Abstract

The shift in power conversion and power management applications to thick copper clip technologies and thinner silicon dies enable high-current connections (overcoming limitations of common wire bond) and enhance the heat dissipation properties of System-in-Package solutions. Powerstage innovation integrates enhanced gate drivers with two MOSFETs combining vertical current flow with a lateral power MOSFET. It provides a low on-resistance and requires an extremely low gate charge with industry-standard package outlines - a combination not previously possible with existing silicon platforms. These advancements in both silicon and 3D Multi-Chip- Module packaging complexity present multifaceted challenges to the failure analyst. The various height levels and assembly interfaces can be difficult to deprocess while maintaining all the critical evidence.
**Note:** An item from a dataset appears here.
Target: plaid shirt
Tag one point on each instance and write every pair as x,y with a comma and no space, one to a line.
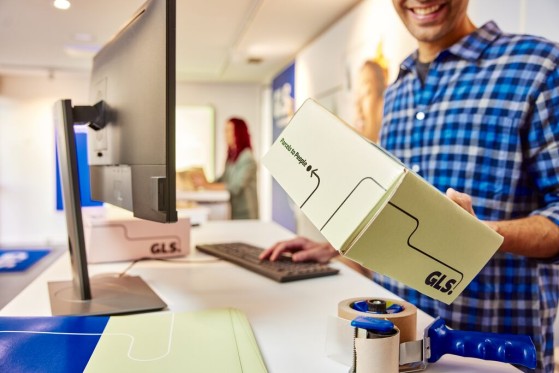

Further complicating failure isolation within the system is the integration of multiple chips, which can lead to false positives. Most importantly, the discrete MOSFET all too often gets overlooked as just a simple threeterminal device leading to incorrect deductions in determining true root cause. This paper presents the discrete power MOSFET perspective amidst the competing forces of the system-to-board-level failure analysis. It underlines the requirement for diligent analysis at every step and the importance as an analyst to contest the conflicting assumptions of challenging customers. Automatic Test Equipment (ATE) data-logs reported elevated power MOSFET leakage. Initial assumptions believed a MOSFET silicon process issue existed. Through methodical anamnesis and systematic analysis, the true failure was correctly isolated and the power MOSFET vindicated. The authors emphasize the importance of investigating all available evidence, from a macro to micro 3D package perspective, to achieve the bona fide path forward and true root cause.